American lawyer and author

Benjamin Vaughan Abbott (June 4, 1830 – February 17, 1890) was an American lawyer and author noted for his efforts in drawing up the New York penal code.

== Early life ==
On June 4, 1830, Abbott was born in Boston, Massachusetts. Abbott's father was Jacob Abbott, an author of children's books. Abbott's mother was Harriett Vaughan Abbott. Abbott's grandfather was also Jacob Abbott. Abbott's siblings are Edward Abbott, Austin Abbott and Lyman Abbott.

== Education ==
Abbott graduated from New York University in 1850, and Harvard Law School in 1852.

== Career ==
He practiced law for a number of years in New York, and became a partner in the firm Abbott Bros. with his brother Austin Abbott. He was the secretary of the New York Code Commission, which drew up the state's penal code in 1864. He also served on a commission created to revise the statutes of the United States from 1870 to 1872. He died in Brooklyn, N.Y., on February 17, 1890.

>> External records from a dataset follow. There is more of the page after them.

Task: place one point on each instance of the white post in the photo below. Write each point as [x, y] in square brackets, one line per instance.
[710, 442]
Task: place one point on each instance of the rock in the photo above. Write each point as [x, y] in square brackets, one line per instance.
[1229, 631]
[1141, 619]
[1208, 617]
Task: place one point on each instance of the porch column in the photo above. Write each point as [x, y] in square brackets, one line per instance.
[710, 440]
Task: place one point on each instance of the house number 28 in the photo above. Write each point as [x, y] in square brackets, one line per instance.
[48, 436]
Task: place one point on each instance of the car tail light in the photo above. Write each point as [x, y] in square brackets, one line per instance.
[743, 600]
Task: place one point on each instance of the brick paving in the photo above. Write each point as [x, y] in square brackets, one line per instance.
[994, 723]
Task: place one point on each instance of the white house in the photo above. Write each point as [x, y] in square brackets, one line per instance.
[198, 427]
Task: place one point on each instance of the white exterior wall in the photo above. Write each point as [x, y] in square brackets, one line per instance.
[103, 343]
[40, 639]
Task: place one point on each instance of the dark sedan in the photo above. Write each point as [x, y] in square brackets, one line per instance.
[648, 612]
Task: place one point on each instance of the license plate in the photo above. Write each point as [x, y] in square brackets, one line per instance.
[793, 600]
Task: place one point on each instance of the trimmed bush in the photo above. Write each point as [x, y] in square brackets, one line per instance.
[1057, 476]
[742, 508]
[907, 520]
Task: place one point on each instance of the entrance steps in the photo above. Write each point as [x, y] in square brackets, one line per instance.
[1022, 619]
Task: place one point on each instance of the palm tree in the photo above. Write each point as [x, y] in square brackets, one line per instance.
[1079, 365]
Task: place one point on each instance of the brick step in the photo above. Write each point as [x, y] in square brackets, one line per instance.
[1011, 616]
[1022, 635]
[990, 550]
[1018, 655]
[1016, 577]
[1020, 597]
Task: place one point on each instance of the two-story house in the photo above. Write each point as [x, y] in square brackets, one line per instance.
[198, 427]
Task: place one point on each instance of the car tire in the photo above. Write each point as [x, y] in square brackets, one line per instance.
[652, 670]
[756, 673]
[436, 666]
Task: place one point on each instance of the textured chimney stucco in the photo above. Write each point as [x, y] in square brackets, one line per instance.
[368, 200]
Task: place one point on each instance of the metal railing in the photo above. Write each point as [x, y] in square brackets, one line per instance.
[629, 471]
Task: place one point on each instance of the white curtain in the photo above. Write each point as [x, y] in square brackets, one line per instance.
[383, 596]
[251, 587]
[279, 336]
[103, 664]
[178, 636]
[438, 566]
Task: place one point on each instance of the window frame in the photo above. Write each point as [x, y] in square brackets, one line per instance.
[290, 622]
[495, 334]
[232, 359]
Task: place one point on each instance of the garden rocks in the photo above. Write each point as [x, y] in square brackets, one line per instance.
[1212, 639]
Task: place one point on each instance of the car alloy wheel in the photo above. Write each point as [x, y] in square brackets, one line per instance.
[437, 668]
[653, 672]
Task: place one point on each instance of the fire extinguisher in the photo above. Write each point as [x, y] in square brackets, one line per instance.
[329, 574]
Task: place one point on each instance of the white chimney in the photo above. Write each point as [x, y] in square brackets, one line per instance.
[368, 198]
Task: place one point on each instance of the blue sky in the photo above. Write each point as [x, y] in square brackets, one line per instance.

He is the author of several books, including the following novels:
- Come Cut Corners: The Experiences of a Conservative Family in Fanatical Times, 1855 (with Austin Abbott), and
- Matthew Caraby (with brother, under the pseudonym Beanauly).

His non-fiction works include:
- Abbott's Reports of Practice Cases in the Courts of the State of New York, 1855 (with Austin Abbott),
- Reports of cases in Admiralty, United States District Court for Southern New York, 1847–1850, 1857,
- A Collection of Forms of Practice and Pleading in Action, 1858,
- Digest of New York Statutes and Reports, 5 volumes, 1860,
- A Collection of Forms of Practice and Pleading in Actions, 1864,
- The Clerk's and Conveyancer's Assistant, 1866,
- Digest of the Reports of the United States Courts and Acts of Congress, 4 volumes, 1867,
- General Digest of the Law of Corporations, 1869,
- Digest of Reports of Indiana to the Year 1871,
- Reports of Decisions Rendered in the Circuit and District Courts of the United States, 1863–1871, 2 volumes, 1870–1871,
- United States Digest, 14 volumes, 1879,
- Dictionary of Terms and Phrases used in American or English Jurisprudence, 1879,
- General Digest of English and American Cases on the Law of Corporations, 1868–1878, 1879,
- Judge and Jury: A Popular Explanation of Leading Topics in the Law of the Land, 1880,
- National Digest, 4 volumes, 1884, containing court decisions of the year 1884, with a later supplement published in 1889,
- 1884: The Patent Laws of All Nations, 2 volumes, 1886, and
- Decisions on the Law of Patents for Inventions, English Cases, 1662–1843, 3 volumes, 1887.

== Personal life ==
In 1853, Abbott married Elizabeth, daughter of John Titcomb. Abbott had two children. On February 17, 1890, Abbott died in Brooklyn, New York, U.S. Abbott is buried in Green-Wood Cemetery in Brooklyn.